The US House of Representatives last week approved an election-year bill to revive the mothballed nuclear waste dump at Nevada’s Yucca Mountain despite opposition of lawmakers from its home state.

The US House of Representatives last week approved an election-year bill to revive the mothballed nuclear waste dump at Nevada’s Yucca Mountain despite opposition of lawmakers from its home state.

The legislation, if approved in the Senate, would overturn the policy of the Obama Administration, which froze the Yucca Mountain project in 2009 over concerns that it was unfit to store radioactive waste.

Many of the bill’s bipartisan supporters say it would help solve a nuclear-waste storage problem that has festered for more than three decades. More than 80,000 metric tons of spent fuel from commercial nuclear power plants sit idle in 121 communities across 39 states.

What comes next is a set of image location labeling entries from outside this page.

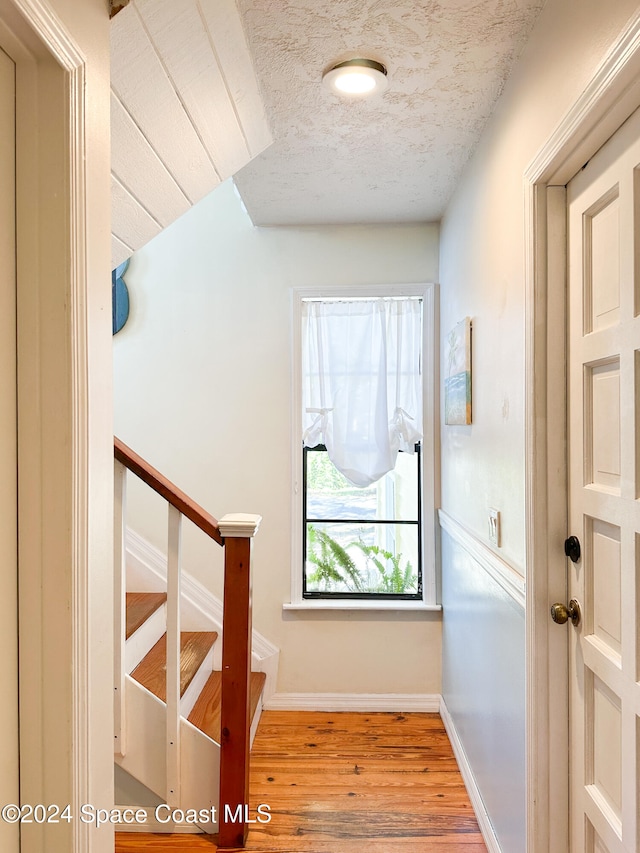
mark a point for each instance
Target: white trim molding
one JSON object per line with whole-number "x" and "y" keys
{"x": 364, "y": 702}
{"x": 482, "y": 816}
{"x": 611, "y": 96}
{"x": 502, "y": 573}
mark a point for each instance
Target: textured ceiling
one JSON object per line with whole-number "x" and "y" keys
{"x": 395, "y": 158}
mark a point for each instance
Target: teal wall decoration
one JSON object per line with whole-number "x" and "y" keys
{"x": 119, "y": 298}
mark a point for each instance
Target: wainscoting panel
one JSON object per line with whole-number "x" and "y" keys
{"x": 483, "y": 675}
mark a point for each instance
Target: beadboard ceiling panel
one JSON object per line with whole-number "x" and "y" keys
{"x": 186, "y": 111}
{"x": 131, "y": 222}
{"x": 163, "y": 197}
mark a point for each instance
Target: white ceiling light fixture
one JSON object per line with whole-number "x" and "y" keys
{"x": 356, "y": 77}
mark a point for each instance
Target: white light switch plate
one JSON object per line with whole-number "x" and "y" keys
{"x": 494, "y": 527}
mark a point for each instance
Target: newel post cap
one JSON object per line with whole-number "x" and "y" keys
{"x": 239, "y": 524}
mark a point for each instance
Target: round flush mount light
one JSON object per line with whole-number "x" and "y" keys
{"x": 356, "y": 77}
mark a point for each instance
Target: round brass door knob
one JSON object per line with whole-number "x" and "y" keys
{"x": 560, "y": 613}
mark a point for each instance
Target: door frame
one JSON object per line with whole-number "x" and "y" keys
{"x": 611, "y": 96}
{"x": 65, "y": 466}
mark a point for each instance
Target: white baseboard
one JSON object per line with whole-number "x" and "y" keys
{"x": 367, "y": 702}
{"x": 148, "y": 823}
{"x": 486, "y": 828}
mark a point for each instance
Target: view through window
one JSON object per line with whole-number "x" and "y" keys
{"x": 361, "y": 541}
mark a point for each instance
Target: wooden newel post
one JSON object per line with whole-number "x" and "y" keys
{"x": 238, "y": 530}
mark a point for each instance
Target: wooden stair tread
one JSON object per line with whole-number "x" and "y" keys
{"x": 140, "y": 606}
{"x": 206, "y": 712}
{"x": 151, "y": 671}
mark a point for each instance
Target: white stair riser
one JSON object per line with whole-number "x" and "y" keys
{"x": 198, "y": 681}
{"x": 145, "y": 638}
{"x": 146, "y": 758}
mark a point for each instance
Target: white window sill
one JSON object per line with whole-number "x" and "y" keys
{"x": 360, "y": 604}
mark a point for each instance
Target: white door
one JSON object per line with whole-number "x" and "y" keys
{"x": 604, "y": 492}
{"x": 9, "y": 784}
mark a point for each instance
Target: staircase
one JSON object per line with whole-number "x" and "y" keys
{"x": 183, "y": 727}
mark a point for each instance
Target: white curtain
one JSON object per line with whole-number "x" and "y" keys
{"x": 362, "y": 382}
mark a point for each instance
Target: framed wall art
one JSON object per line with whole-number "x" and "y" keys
{"x": 457, "y": 383}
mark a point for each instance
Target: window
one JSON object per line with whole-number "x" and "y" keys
{"x": 364, "y": 531}
{"x": 363, "y": 542}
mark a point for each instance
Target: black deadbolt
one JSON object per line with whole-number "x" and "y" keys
{"x": 572, "y": 548}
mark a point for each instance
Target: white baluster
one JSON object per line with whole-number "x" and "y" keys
{"x": 120, "y": 609}
{"x": 173, "y": 656}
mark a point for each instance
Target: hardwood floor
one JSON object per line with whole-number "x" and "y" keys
{"x": 348, "y": 783}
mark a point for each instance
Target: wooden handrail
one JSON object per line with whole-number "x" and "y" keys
{"x": 235, "y": 532}
{"x": 170, "y": 492}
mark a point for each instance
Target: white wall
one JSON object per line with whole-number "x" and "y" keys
{"x": 482, "y": 264}
{"x": 203, "y": 390}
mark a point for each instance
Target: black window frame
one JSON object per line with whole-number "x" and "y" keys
{"x": 310, "y": 595}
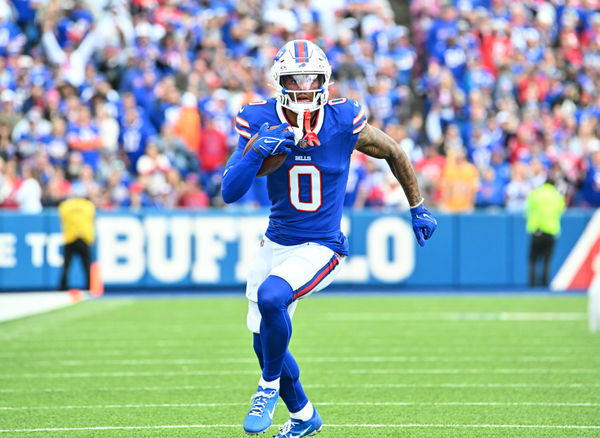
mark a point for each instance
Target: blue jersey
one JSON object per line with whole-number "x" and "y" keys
{"x": 307, "y": 191}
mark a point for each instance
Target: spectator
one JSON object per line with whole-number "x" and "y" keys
{"x": 29, "y": 194}
{"x": 591, "y": 183}
{"x": 460, "y": 183}
{"x": 154, "y": 165}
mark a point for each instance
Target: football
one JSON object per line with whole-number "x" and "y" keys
{"x": 270, "y": 163}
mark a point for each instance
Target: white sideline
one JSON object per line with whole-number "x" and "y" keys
{"x": 381, "y": 426}
{"x": 18, "y": 305}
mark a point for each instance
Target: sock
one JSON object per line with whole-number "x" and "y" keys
{"x": 303, "y": 414}
{"x": 273, "y": 384}
{"x": 274, "y": 296}
{"x": 290, "y": 388}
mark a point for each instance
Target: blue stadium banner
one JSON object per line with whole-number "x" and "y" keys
{"x": 156, "y": 249}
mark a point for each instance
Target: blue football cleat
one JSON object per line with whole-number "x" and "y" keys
{"x": 298, "y": 428}
{"x": 260, "y": 416}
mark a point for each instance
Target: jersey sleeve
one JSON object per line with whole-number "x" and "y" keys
{"x": 242, "y": 125}
{"x": 359, "y": 117}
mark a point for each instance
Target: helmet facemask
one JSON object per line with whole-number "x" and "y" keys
{"x": 301, "y": 73}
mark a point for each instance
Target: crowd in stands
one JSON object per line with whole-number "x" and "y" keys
{"x": 130, "y": 103}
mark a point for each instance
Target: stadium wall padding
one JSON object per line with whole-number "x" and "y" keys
{"x": 170, "y": 250}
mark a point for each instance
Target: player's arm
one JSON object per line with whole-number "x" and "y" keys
{"x": 378, "y": 144}
{"x": 241, "y": 169}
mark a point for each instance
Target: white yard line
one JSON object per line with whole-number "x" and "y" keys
{"x": 18, "y": 305}
{"x": 99, "y": 352}
{"x": 456, "y": 316}
{"x": 416, "y": 371}
{"x": 251, "y": 360}
{"x": 365, "y": 404}
{"x": 353, "y": 426}
{"x": 311, "y": 386}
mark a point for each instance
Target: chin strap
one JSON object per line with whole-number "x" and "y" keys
{"x": 310, "y": 137}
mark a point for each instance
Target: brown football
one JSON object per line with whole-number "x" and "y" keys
{"x": 271, "y": 163}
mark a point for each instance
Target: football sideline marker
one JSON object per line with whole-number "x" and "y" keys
{"x": 379, "y": 426}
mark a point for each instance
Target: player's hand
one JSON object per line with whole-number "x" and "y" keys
{"x": 424, "y": 224}
{"x": 278, "y": 140}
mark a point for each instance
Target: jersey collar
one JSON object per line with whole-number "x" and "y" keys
{"x": 283, "y": 118}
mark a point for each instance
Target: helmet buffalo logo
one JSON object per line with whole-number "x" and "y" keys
{"x": 279, "y": 54}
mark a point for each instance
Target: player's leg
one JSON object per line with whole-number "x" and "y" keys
{"x": 263, "y": 402}
{"x": 274, "y": 296}
{"x": 303, "y": 416}
{"x": 291, "y": 390}
{"x": 311, "y": 268}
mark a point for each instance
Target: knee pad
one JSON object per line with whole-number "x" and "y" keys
{"x": 274, "y": 295}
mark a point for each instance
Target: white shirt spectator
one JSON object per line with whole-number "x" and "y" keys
{"x": 29, "y": 196}
{"x": 72, "y": 65}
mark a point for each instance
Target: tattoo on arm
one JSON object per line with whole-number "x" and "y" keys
{"x": 378, "y": 144}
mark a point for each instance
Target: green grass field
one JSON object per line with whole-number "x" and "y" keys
{"x": 374, "y": 366}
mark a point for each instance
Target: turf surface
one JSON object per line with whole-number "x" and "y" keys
{"x": 375, "y": 366}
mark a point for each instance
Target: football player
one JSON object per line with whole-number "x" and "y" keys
{"x": 303, "y": 246}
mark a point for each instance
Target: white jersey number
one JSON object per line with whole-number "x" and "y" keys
{"x": 314, "y": 179}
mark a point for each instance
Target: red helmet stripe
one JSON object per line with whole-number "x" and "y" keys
{"x": 301, "y": 49}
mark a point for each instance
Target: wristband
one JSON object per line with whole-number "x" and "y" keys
{"x": 418, "y": 203}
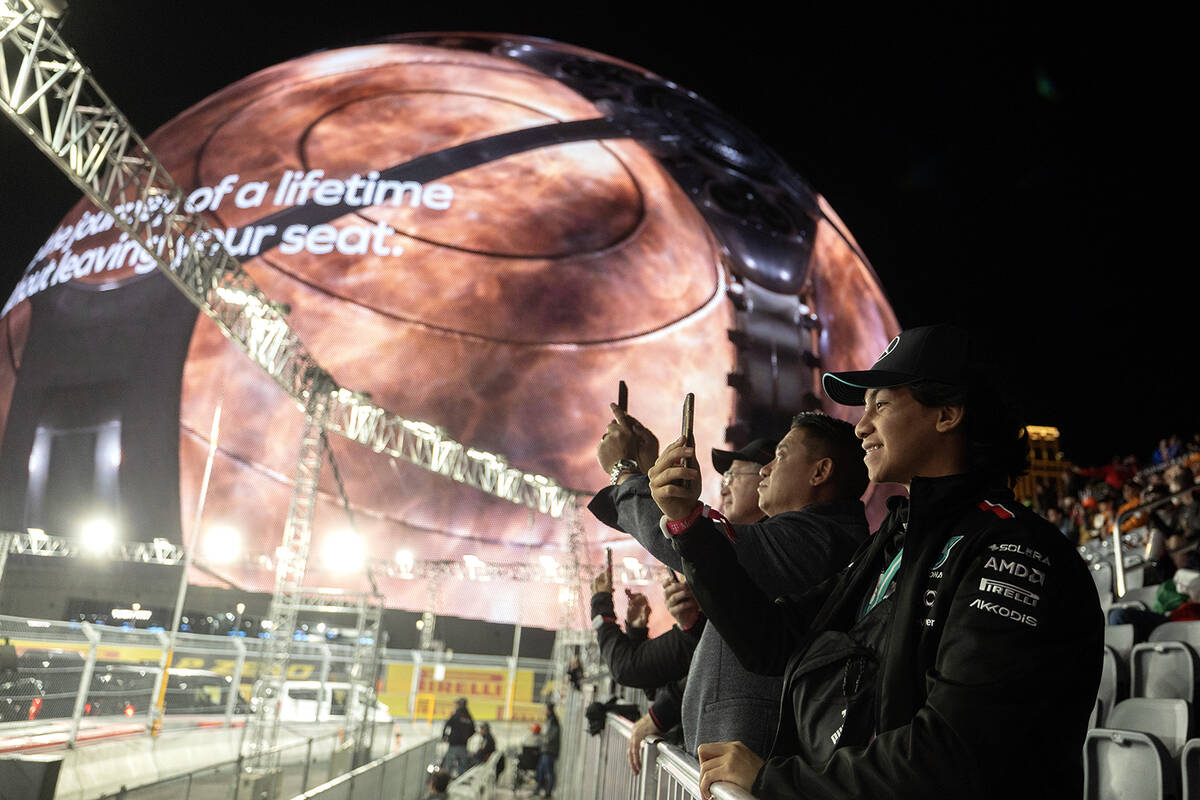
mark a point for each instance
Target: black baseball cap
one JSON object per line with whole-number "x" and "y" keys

In 1982, Congress passed the Nuclear Waste Policy Act, which obligated the federal government to start taking control of spent fuel by 1998, and the troubled Yucca Mountain project was born. But now, two decades later, virtually none of the waste has left any of the facilities where it is currently stored in a mix of pools and dry casks.

After $98 billion worth of work, the Yucca Mountain site was found to be a scientifically dicey for storing some 130 million metric tons of radioactive waste and spent nuclear fuel from America’s 99 operating nuclear reactors. The site would be vulnerable to earthquakes and other natural forces that no one can predict, and its location poses threats to drinking water pumped to Los Angeles.

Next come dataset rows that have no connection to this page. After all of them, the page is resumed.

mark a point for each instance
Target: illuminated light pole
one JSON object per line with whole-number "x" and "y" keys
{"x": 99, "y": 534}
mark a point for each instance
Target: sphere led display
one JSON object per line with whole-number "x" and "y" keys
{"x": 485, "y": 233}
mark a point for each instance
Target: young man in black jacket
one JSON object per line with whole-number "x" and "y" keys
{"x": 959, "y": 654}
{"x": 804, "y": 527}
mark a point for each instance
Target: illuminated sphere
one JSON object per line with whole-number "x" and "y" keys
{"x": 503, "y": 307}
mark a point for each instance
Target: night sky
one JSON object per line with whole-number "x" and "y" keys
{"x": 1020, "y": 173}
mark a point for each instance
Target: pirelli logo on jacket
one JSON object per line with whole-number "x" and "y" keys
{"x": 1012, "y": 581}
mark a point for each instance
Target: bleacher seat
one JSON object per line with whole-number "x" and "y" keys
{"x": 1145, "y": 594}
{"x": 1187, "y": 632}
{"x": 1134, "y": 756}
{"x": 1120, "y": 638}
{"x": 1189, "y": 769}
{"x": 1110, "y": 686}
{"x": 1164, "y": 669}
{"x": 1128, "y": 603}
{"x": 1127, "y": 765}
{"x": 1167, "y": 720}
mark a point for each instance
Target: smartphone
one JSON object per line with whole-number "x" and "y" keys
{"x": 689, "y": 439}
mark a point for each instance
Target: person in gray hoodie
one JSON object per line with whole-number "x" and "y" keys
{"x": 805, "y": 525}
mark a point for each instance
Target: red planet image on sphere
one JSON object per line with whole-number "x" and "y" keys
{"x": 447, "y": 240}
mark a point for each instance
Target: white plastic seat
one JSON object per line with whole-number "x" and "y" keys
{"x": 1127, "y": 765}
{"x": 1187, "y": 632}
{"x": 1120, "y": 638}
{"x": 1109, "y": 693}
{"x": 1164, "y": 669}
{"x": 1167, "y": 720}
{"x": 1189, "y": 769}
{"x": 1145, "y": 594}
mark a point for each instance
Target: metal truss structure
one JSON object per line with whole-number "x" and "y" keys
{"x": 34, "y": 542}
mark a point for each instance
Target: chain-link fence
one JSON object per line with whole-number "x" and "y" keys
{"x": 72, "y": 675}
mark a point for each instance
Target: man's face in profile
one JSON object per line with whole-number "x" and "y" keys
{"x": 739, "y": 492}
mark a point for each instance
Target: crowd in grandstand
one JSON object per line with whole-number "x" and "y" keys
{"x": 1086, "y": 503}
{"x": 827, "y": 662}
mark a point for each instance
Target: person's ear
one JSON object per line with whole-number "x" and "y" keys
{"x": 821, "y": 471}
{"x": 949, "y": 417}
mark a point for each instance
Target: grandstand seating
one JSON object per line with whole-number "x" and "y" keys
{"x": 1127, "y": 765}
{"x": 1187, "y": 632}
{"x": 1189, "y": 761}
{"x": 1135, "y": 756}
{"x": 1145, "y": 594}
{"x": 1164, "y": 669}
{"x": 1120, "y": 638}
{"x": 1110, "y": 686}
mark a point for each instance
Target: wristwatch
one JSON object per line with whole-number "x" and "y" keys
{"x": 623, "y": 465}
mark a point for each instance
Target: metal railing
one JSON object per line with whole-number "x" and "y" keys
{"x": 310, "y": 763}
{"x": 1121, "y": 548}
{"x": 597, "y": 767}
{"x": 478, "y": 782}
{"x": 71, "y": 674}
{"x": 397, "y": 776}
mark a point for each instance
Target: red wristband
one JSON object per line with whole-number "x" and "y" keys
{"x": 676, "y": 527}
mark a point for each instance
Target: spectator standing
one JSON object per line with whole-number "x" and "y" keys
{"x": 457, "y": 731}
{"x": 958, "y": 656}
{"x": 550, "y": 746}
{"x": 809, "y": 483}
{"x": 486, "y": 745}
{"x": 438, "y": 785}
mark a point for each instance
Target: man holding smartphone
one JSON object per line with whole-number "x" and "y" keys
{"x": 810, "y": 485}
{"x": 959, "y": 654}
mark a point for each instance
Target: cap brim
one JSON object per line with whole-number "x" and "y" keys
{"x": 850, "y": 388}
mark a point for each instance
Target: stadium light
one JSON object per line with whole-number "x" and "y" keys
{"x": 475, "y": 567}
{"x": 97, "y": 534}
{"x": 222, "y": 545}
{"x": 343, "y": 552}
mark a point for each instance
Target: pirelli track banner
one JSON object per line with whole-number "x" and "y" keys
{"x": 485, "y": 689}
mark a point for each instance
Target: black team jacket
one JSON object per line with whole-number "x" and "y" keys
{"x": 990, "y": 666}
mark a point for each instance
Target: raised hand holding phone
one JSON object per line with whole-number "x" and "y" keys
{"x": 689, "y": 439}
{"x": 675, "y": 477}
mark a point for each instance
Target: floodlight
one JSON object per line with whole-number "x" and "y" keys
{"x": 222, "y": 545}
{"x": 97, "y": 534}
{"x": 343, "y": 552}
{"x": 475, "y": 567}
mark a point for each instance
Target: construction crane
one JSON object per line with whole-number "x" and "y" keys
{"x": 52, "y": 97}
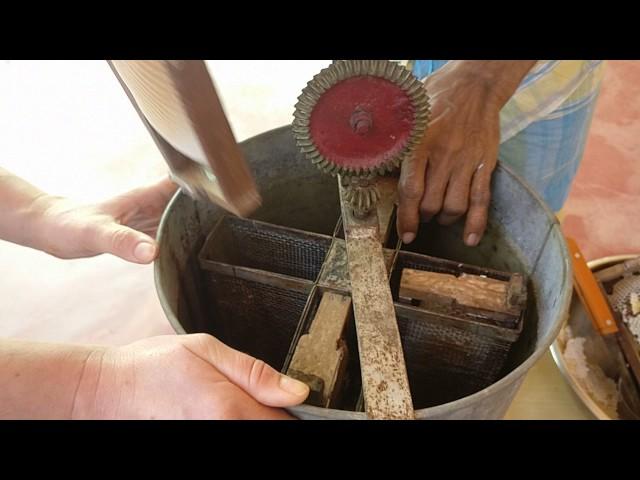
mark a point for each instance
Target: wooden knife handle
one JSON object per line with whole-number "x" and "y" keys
{"x": 590, "y": 292}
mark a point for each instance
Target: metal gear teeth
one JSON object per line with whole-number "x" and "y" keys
{"x": 362, "y": 198}
{"x": 341, "y": 70}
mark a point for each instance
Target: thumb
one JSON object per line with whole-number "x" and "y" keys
{"x": 125, "y": 242}
{"x": 254, "y": 376}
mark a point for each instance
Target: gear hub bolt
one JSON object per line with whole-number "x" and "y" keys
{"x": 361, "y": 121}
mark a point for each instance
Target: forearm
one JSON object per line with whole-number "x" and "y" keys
{"x": 21, "y": 207}
{"x": 498, "y": 79}
{"x": 40, "y": 380}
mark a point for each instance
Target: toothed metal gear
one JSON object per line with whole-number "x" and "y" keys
{"x": 361, "y": 193}
{"x": 361, "y": 117}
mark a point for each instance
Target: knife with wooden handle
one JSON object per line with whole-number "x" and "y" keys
{"x": 179, "y": 105}
{"x": 605, "y": 320}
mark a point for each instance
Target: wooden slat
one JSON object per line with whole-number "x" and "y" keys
{"x": 384, "y": 375}
{"x": 470, "y": 290}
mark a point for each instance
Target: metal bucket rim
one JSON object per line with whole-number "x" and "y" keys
{"x": 460, "y": 403}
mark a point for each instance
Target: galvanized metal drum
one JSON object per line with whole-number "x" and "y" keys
{"x": 250, "y": 282}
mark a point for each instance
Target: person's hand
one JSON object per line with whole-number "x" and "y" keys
{"x": 450, "y": 173}
{"x": 182, "y": 377}
{"x": 124, "y": 226}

And there is argument over how long Yucca should be required to safely store nuclear waste. During the administration of George Bush, which tried to put wind in Yucca’s sails, a federal judge ruled the site must safely store waste for a million years, overturning the administration’s assertion that 10,000 years was long enough.

In 2009, Obama’s energy secretary Steven Chu, pulled the plug on Yucca. He opted instead for nuclear plants to hold on to their waste until a better repository could be developed. None have since materialized.

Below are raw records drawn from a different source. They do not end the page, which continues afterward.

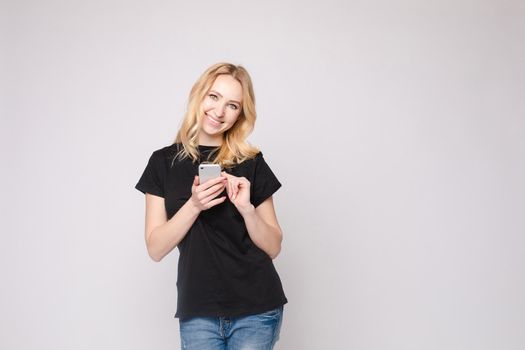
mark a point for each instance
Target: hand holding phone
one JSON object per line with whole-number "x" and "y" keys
{"x": 208, "y": 171}
{"x": 208, "y": 185}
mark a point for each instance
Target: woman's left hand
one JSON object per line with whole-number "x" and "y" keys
{"x": 238, "y": 189}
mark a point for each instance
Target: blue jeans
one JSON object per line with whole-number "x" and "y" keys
{"x": 253, "y": 332}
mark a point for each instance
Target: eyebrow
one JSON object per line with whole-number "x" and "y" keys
{"x": 223, "y": 96}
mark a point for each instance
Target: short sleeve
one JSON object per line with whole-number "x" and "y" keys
{"x": 152, "y": 179}
{"x": 264, "y": 183}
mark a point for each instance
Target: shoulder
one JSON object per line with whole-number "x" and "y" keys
{"x": 164, "y": 154}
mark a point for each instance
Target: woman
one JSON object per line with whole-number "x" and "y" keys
{"x": 229, "y": 293}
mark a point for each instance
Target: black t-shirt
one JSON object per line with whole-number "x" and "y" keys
{"x": 221, "y": 272}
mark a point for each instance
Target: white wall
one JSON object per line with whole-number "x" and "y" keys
{"x": 405, "y": 230}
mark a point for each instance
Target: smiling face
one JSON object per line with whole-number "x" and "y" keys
{"x": 222, "y": 107}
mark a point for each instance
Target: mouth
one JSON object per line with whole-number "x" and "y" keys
{"x": 213, "y": 120}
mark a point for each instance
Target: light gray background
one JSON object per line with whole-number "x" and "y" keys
{"x": 396, "y": 128}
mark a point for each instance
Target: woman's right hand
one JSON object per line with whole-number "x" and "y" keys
{"x": 203, "y": 195}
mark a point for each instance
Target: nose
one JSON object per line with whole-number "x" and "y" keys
{"x": 219, "y": 109}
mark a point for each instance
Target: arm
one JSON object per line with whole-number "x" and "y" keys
{"x": 162, "y": 235}
{"x": 263, "y": 228}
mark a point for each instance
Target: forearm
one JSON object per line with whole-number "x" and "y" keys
{"x": 266, "y": 237}
{"x": 167, "y": 236}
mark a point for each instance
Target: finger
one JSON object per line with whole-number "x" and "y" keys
{"x": 207, "y": 184}
{"x": 215, "y": 202}
{"x": 209, "y": 198}
{"x": 230, "y": 189}
{"x": 236, "y": 190}
{"x": 211, "y": 190}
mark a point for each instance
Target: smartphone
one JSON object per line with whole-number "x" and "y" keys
{"x": 208, "y": 171}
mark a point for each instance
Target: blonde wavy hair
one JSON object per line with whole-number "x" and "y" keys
{"x": 234, "y": 149}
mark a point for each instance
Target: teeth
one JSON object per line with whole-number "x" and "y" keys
{"x": 215, "y": 120}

In the interim, 80,000 metric tons of spent nuclear fuel alone has piled up around the country and the government has been forced to pay plant operators hundreds of millions of dollars each year for breach of contract, money operators are not required to – and in many cases don’t ­– spend on storage.

The new legislative initiative that passed the house last week would direct the US Energy Department to continue a licensing process for Yucca Mountain while also moving forward with a separate plan for a temporary storage site in New Mexico or Texas.

The House approved the bill, 340-72, sending the measure to the Senate, where Nevada’s two senators have vowed to block it.

But House members from both parties outside Nevada said it was past time for the federal government to fulfill its obligation to permanently dispose of spent nuclear fuel now sitting in dozens of states, near lakes, rivers and communities.

President Donald Trump’s administration has proposed reviving the long-stalled Yucca project, which is located 161 kilometers northwest of Las Vegas, but the plan faces bipartisan opposition from the state’s governor and congressional delegation.

Energy Secretary Rick Perry has said the U.S. has a “moral obligation” to find a long-term solution to store spent fuel from its commercial nuclear fleet. Trump’s budget proposes $120 million to revive the Yucca project.

While the fight over Yucca resumes, lawmakers say they hope to make progress on a plan to temporarily house tons of spent fuel that have been piling up at nuclear reactors around the country. Private companies have proposed state-of-the-art, underground facilities in remote areas of west Texas and southeastern New Mexico to store nuclear waste for up to 40 years.

The nuclear industry has said temporary storage must be addressed since the licensing process for Yucca Mountain would take years under a best-case scenario.